Customize Amazon Nova with SageMaker: Direct Preference Optimization
Amazon has unveiled a suite of model customization capabilities for its Amazon Nova foundation models, accessible via Amazon SageMaker AI. These capabilities allow users to adapt Nova Micro, Nova Lite, and Nova Pro throughout the model training lifecycle, encompassing pre-training, supervised fine-tuning, and alignment. A key technique highlighted is Direct Preference Optimization (DPO), an alignment method simplifying the tuning of model outputs to user preferences. DPO employs paired prompts and responses, one preferred and one not, to guide the model towards desired style and tone. Users can choose between parameter-efficient or full model DPO, balancing data volume and cost. Customized models are deployable to Amazon Bedrock for inference, with the parameter-efficient version enabling on-demand inference. The customization process leverages SageMaker training jobs and SageMaker HyperPod, offering flexibility in infrastructure selection. A streamlined workflow is presented, where users select a Nova customization recipe, submit an API request to SageMaker, and SageMaker manages the infrastructure and training process.
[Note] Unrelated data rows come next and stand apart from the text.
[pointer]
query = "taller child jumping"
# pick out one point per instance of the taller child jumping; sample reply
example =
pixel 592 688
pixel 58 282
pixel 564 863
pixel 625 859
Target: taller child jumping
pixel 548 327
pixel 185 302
The article details a use case involving adapting Amazon Nova Micro for structured function calling in agentic workflows, demonstrating an 81% increase in F1 score and up to 42% gains in ROUGE metrics. The process involves using DPO to align the model with human preferences, leveraging the nvidia/When2Call dataset for training. Evaluation is performed using SageMaker training jobs with evaluation recipes, providing metrics for both task-specific performance and alignment with desired behaviors. Prerequisites include quota increases for SageMaker, IAM role creation with specific policies, and cloning a GitHub repository. Finally, deployment to Amazon Bedrock is achieved using the CreateCustomModel API, enabling integration with Bedrock's native tools. While the solution offers significant benefits in customizing Nova models for specific applications, resource requirements, particularly the need for p5.48xlarge instances, should be considered.
This tutorial demonstrates how ai automation sagemaker capabilities enable developers to fine-tune Amazon Nova models using advanced preference optimization techniques.
While chatgpt automation sagemaker workflows have gained popularity, Amazon Nova offers enhanced customization capabilities through Direct Preference Optimization techniques.